The ultimate aim of any government employment policy should be to make the long-term unemployed more employable - and to help them into real jobs. And that is where the Howell/ Field plan falls down. Rather than providing them with a path into proper work, Right to Work risks trapping the unemployed in meaningless and depressing public sector make-work schemes - all at immense cost to the taxpayer.

Gone would be any real chance of helping the low-skilled unemployed get new and much- needed qualifications; all training budgets would be diverted into paying for public sector employment. Moreover, govern-ment-run projects do little to overcome stigmatisation and low motivation - because most people believe they are pointless.

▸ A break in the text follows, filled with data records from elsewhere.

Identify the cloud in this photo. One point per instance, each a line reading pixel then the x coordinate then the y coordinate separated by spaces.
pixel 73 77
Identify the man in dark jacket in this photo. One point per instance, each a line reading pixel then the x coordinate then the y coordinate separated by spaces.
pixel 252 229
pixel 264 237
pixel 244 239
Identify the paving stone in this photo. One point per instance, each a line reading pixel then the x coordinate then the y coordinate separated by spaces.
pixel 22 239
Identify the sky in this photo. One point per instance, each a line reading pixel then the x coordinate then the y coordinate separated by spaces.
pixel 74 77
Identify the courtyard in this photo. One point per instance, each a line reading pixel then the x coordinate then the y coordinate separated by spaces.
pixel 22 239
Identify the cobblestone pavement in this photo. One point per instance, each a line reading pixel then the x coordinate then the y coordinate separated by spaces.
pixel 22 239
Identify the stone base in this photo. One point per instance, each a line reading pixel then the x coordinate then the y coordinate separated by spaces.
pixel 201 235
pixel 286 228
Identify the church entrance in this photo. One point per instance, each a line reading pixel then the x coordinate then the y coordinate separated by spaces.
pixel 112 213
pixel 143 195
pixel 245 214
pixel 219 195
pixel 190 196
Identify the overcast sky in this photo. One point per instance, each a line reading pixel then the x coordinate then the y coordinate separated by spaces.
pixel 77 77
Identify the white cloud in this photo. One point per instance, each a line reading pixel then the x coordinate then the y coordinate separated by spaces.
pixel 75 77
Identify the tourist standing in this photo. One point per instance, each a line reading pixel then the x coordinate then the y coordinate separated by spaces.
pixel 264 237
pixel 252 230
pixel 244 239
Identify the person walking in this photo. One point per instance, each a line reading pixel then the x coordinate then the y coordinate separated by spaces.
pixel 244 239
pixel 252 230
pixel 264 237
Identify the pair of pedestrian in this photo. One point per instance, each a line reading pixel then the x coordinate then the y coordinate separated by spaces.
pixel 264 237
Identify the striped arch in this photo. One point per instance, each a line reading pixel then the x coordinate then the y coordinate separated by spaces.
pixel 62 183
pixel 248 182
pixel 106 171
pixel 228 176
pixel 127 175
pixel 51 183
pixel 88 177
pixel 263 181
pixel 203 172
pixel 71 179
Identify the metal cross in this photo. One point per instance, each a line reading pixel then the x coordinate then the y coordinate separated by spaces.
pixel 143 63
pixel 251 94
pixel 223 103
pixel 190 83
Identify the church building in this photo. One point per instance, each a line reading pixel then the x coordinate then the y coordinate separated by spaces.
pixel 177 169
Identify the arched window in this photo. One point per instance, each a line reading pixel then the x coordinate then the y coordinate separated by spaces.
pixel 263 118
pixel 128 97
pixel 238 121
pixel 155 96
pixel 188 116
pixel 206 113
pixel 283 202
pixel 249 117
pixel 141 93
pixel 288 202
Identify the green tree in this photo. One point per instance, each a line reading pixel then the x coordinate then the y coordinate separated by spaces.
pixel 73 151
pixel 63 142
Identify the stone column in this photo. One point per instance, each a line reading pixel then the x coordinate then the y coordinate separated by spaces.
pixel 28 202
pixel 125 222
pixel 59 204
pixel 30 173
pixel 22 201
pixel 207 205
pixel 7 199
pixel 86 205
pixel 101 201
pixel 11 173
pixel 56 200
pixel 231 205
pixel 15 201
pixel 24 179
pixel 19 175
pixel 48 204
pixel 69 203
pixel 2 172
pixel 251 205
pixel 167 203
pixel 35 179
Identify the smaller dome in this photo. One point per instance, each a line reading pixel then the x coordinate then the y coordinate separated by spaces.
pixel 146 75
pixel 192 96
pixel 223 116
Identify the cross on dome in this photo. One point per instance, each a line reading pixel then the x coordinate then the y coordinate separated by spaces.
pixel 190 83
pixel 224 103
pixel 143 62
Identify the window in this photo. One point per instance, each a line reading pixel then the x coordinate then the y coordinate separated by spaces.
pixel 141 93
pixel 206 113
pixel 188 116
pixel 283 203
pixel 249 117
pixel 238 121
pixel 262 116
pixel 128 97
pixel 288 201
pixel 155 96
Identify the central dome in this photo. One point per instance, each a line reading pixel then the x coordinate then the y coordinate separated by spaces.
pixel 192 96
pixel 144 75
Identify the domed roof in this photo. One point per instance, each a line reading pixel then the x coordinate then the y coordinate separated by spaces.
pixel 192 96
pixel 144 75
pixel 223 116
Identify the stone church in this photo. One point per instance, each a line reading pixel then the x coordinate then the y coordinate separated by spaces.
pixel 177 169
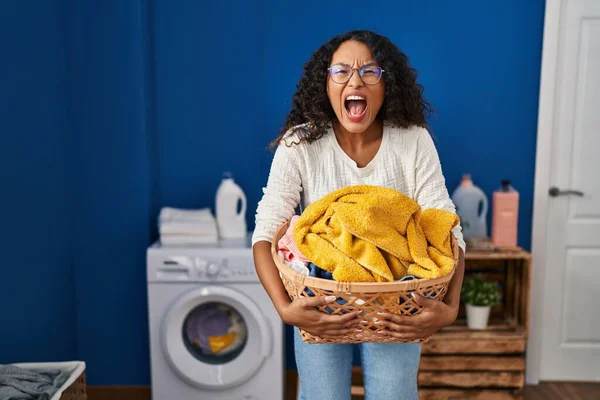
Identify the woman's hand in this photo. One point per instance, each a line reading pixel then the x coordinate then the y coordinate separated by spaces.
pixel 302 313
pixel 434 316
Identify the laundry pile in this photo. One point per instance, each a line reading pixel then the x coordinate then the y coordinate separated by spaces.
pixel 369 233
pixel 187 227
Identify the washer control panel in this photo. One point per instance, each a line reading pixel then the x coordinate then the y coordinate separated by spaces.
pixel 201 265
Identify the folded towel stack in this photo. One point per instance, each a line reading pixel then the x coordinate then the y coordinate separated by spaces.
pixel 374 234
pixel 187 227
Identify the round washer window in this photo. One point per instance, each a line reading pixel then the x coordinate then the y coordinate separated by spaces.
pixel 215 333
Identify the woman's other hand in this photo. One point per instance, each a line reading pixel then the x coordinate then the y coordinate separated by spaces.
pixel 303 313
pixel 434 315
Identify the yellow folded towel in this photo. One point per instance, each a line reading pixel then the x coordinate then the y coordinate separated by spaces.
pixel 369 233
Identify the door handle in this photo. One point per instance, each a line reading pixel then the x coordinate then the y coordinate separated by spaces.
pixel 555 192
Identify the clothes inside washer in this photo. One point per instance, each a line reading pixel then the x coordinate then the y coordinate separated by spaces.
pixel 215 329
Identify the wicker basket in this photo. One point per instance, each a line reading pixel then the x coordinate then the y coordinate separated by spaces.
pixel 370 298
pixel 77 390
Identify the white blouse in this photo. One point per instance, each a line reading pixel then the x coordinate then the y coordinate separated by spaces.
pixel 302 173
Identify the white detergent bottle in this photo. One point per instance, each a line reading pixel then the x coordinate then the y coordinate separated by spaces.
pixel 231 223
pixel 472 207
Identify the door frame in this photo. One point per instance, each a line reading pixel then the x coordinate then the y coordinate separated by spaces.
pixel 545 131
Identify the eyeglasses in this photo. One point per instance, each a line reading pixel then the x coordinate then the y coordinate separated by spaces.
pixel 370 74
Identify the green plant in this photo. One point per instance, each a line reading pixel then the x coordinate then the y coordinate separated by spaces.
pixel 476 291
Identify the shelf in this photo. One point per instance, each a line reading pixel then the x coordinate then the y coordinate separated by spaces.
pixel 499 338
pixel 514 254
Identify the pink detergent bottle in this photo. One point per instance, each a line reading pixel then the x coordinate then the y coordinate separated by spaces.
pixel 505 209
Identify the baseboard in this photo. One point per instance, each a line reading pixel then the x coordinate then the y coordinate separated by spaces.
pixel 119 393
pixel 144 393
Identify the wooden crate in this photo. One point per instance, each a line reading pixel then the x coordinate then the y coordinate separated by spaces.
pixel 459 363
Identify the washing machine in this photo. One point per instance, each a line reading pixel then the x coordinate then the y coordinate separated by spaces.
pixel 214 333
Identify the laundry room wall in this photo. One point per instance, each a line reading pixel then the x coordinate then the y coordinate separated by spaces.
pixel 137 105
pixel 36 285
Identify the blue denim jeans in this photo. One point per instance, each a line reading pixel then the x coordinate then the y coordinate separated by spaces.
pixel 389 370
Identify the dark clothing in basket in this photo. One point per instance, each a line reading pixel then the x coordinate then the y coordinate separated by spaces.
pixel 30 384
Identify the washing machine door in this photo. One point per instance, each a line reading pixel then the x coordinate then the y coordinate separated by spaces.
pixel 215 337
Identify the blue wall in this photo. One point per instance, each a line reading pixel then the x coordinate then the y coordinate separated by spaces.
pixel 118 108
pixel 36 283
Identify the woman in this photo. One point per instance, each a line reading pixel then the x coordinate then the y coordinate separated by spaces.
pixel 358 117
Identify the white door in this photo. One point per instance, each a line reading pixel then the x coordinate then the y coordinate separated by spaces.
pixel 215 337
pixel 570 121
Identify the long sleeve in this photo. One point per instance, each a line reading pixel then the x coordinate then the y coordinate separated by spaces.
pixel 430 188
pixel 281 196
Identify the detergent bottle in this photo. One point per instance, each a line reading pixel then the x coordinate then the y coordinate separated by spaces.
pixel 472 207
pixel 231 223
pixel 505 215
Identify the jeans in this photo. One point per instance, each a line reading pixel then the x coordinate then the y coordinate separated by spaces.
pixel 389 370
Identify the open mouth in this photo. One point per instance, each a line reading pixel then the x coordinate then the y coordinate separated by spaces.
pixel 356 107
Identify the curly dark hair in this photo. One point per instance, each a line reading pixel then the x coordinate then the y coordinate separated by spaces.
pixel 403 104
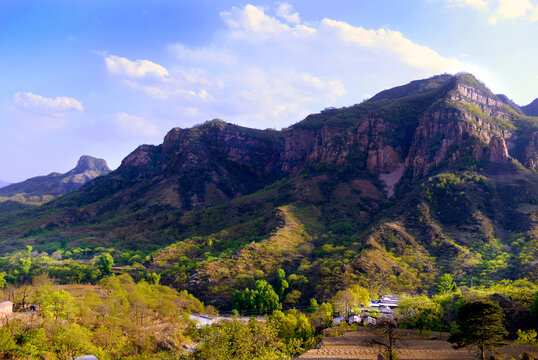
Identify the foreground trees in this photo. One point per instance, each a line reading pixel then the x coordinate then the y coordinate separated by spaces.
pixel 479 324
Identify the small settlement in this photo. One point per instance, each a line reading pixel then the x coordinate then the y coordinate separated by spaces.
pixel 368 314
pixel 6 309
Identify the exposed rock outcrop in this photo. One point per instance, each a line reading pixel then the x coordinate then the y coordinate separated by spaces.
pixel 497 150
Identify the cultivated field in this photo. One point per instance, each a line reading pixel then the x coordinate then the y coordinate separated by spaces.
pixel 356 345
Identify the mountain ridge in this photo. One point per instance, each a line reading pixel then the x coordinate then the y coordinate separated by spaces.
pixel 367 194
pixel 56 184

The role of the employment service would be to administer public works schemes. What a crazy waste of its time. Far better to make it put much more effort into matching each individual person on the dole with a suitable job or appropriate training.

Most important of all, the really big question - how people move from these projects into jobs - is barely mentioned in the report at all. Yet the most effective programmes - intermediate labour markets such as the Wise Group's scheme - concentrate their efforts on exactly that; smoothing the path of the unemployed through training, work experience, and into a steady job.

The other plank in the Howell/ Field proposal - to subsidise private employers that take on the long-term unemployed - is far more promising. Nera considers what would happen if the Government's existing pilot scheme, Workstart (which provides a pounds 60 per week subsidy to employers that take on the long-term unemployed), was to be expanded. This is not dissimilar to Labour's suggestion of a pounds 75 per week subsidy for everyone out of work for more than two years.

As Nera points out, some concerns need to be addressed. For a start, we need to be sure that we are not merely subsidising people who would have got jobs anyway. Nera reckons around 50 per cent of the people who were helped would be "dead-weight" - they would have got jobs anyway. However, a truly active employment service which found placements for more of the long-term unemployed could reduce the proportion of dead-weight.

Nera also considers whether the work subsidies would displace other workers - either because employers took on the long-term unemployed rather than the short- term employed, or because subsidised companies did better than non-subsidised ones, so other jobs were then lost elsewhere.

But the consultancy concludes that there are ways round these "substitution" and "displacement" problems. For a start, companies could be monitored to make sure they didn't directly substitute a new subsidised worker for an existing employee.

Second, it makes the argument that employers would have an incentive to create some new jobs in the first round, because of the subsidy. Nera calculates that around 30 per cent of the 400,000 places they assume would be subsidised each year would be genuinely additional.

But even if most of the jobs available for the long-term unemployed would otherwise have been taken by people out of work for less than six months, there would be second-round benefits. Those short-term unemployed people would still be more employable, and more effective at finding other jobs for themselves. In macro-economic terms, the short-term unemployed would be more effective at counteracting inflationary pressures. Because employers know that there are plenty of attractive people out there ready to be taken on, wages for those in work are less likely to go up. So unemployment can fall without affecting inflation - because the composition of unemployment has changed. "To reduce unemployment by 250,000 in three or four years through a Workstart subsidy would not cause the economy to overheat," says Nera.

This is promising territory for Labour. As the party weighs up policy options in anticipation of government, it should stick to the kinds of employer subsidies and training-focused projects it has touted so far, and steer well clear of make-work schemes that simply keep people busy.